The Eth2 launch process began in November 2020. The network’s switch to proof-of-stake is expected to make ETH a deflationary asset.
Ethereum co-founder Vitalik Buterin has outlined his vision for a “plausible roadmap” for Eth2, presenting a future where the largest smart-contract platform can increase its scalability while meeting high standards for trustlessness and censorship resistance.
In a Monday post titled “Endgame,” Buterin presented a thought experiment for how the average big blockchain — defined by very high block frequency, high block size and thousands of transactions per second — can still be considered sufficiently trustless and censorship-resistant. The obvious trade-off for this level of scalability is the centralization of block production. Buterin’s solutions, as presented in the blog post, do not address the centralization issue, but still provide a roadmap for implementation.
With respect to the solutions, Buterin suggested “a second tier of staking, with low resource requirements,” to carry out distributed block validation; “introduce either fraud-proof or ZK-SNARKS to let users directly (and cheaply) check block validity” directly; and “introduce data availability sampling to let users check block availability [and] add secondary transaction channels to prevent censorship.”

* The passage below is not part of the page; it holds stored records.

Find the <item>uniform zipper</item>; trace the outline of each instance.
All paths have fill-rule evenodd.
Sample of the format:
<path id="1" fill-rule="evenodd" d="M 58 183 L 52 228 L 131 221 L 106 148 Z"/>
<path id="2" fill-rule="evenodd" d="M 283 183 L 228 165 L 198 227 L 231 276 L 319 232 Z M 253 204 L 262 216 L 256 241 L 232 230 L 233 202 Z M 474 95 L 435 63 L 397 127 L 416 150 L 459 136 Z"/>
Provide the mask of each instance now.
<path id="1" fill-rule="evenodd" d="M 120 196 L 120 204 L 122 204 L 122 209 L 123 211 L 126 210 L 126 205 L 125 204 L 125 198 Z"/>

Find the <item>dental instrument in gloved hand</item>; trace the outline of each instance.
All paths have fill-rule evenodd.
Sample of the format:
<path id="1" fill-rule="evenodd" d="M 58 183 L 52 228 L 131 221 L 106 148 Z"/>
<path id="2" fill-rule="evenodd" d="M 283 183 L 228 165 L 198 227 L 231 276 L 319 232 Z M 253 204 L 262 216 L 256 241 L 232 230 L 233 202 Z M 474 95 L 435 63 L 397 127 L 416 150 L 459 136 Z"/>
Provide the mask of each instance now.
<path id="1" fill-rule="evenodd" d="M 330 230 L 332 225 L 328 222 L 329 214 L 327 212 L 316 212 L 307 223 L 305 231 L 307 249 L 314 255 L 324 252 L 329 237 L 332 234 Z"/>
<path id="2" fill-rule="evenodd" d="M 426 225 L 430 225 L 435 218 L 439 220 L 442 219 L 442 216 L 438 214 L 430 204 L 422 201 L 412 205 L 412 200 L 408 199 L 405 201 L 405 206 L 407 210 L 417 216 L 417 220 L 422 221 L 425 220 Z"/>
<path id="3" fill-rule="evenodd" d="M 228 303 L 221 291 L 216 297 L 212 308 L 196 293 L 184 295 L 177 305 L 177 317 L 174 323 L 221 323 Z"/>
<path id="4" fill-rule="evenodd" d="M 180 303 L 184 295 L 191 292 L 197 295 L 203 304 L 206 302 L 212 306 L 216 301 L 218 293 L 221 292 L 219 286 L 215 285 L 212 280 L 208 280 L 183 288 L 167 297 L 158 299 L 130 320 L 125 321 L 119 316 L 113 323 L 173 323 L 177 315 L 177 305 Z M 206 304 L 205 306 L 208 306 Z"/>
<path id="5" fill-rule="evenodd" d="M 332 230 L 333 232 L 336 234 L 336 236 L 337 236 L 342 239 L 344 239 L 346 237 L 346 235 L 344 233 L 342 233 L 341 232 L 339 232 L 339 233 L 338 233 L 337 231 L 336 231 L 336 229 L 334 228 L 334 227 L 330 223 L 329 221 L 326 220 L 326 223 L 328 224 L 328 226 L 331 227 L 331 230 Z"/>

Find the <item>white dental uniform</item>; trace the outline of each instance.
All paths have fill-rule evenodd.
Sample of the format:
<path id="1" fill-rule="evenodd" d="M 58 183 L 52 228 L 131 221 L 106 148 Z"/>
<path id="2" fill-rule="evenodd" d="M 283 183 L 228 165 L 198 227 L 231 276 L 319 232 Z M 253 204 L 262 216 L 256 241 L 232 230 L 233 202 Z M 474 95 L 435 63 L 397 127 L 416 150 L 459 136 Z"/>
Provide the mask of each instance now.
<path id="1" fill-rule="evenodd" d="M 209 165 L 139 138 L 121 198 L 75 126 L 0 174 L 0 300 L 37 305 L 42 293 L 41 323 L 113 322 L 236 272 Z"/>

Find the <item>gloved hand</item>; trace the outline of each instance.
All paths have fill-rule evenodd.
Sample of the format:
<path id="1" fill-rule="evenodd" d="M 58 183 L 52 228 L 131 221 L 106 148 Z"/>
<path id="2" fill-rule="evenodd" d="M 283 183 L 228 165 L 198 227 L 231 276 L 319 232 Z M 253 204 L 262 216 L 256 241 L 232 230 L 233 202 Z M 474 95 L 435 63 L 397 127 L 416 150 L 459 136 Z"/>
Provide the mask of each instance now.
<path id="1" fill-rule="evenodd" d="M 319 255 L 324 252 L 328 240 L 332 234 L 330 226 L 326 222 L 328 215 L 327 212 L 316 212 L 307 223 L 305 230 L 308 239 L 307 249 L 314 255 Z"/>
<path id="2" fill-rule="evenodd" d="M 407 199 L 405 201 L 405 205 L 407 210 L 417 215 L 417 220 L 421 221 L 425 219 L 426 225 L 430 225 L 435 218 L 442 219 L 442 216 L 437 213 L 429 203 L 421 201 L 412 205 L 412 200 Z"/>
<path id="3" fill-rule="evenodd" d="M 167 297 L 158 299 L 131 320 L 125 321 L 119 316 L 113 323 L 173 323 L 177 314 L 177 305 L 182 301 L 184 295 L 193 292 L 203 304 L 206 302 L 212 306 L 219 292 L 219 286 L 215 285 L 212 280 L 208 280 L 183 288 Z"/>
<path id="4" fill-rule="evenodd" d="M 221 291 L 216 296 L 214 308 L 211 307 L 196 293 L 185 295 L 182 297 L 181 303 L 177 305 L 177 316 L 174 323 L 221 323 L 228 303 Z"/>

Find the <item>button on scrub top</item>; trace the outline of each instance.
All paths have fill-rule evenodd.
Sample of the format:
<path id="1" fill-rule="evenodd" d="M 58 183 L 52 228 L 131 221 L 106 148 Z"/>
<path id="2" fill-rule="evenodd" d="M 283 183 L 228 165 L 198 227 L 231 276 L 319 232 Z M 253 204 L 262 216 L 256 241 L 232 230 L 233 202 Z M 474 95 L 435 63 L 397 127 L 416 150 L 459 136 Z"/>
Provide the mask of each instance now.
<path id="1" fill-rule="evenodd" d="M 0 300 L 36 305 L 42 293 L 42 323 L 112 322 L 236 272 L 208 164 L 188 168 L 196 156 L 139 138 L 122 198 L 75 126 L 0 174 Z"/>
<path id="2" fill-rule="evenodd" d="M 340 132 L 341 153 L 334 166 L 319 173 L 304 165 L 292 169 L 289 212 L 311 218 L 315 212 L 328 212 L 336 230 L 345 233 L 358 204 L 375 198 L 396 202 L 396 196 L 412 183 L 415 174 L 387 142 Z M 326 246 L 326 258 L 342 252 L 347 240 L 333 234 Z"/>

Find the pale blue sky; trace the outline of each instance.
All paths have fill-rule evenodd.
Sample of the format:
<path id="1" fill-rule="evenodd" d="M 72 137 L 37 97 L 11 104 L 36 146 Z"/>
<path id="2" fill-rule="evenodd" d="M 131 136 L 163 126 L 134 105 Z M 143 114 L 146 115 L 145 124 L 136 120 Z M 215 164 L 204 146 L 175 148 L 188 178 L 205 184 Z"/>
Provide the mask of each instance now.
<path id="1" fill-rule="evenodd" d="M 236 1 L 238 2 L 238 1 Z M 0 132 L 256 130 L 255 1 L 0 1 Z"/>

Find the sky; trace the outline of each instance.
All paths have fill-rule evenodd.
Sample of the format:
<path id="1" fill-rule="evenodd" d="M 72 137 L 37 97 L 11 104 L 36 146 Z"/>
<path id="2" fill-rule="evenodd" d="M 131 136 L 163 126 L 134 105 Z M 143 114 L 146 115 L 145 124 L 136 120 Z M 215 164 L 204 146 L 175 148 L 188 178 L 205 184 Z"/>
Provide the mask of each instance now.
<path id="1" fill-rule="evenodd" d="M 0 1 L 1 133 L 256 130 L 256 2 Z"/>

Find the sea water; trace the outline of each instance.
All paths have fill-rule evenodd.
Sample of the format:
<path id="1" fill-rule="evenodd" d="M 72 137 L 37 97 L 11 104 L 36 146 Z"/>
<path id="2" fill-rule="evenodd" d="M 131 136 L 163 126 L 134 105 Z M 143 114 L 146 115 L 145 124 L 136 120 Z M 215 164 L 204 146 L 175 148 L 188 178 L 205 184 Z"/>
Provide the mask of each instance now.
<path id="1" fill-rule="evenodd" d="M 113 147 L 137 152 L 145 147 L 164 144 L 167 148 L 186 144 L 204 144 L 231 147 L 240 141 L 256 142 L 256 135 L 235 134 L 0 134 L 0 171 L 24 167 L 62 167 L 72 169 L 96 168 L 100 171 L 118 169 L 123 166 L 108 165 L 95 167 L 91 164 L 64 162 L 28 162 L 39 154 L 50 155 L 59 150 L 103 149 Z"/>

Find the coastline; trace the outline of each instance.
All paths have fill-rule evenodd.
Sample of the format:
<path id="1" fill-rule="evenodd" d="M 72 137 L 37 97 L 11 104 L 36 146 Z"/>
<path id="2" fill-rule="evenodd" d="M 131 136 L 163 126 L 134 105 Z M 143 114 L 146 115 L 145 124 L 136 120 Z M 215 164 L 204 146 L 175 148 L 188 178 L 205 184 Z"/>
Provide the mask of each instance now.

With these updates, “We get a chain where block production is still centralized, but block validation is trustless and highly decentralized, and specialized anti-censorship magic prevents the block producers from censoring,” Buterin explained.
Buterin said block production would remain centralized even with the implementation of so-called “rollups,” which are layer-two solutions that execute transactions outside of the main Ethereum chain. (Interestingly, Buterin presented a rollup-centric roadmap for Ethereum in October 2020).
“No single rollup succeeds at holding anywhere close to the majority of Ethereum activity. Instead, they all top out at a few hundred transactions per second,” he said. While it may appear that rollups could contribute to distributed block production, decentralization may not last because of the possibility of cross-domain maximal extractable revenue, or MEV. As the name implies MEV refers to the maximum amount of value that can be earned from block production in excess of standard block rewards and gas fees.
The Ethereum co-founder concluded that there’s a high probability that block production will end up centralized regardless of the path to scalability that the network takes. The benefit of Ethereum’s rollup-centric roadmap is that it’s open to all futures, he said.
Excitement surrounding Ethereum has been building since November 2020 when the protocol first embarked on its long transition to proof-of-stake. The highly anticipated London hard fork, which puts ETH on track to become a deflationary asset, was implemented in August of this year. The hard fork introduced EIP-1559, which aims to reform the network’s fee market. As Cointelegraph reported, over 1 million ETH has already been burned since the EIP-1559 came into effect.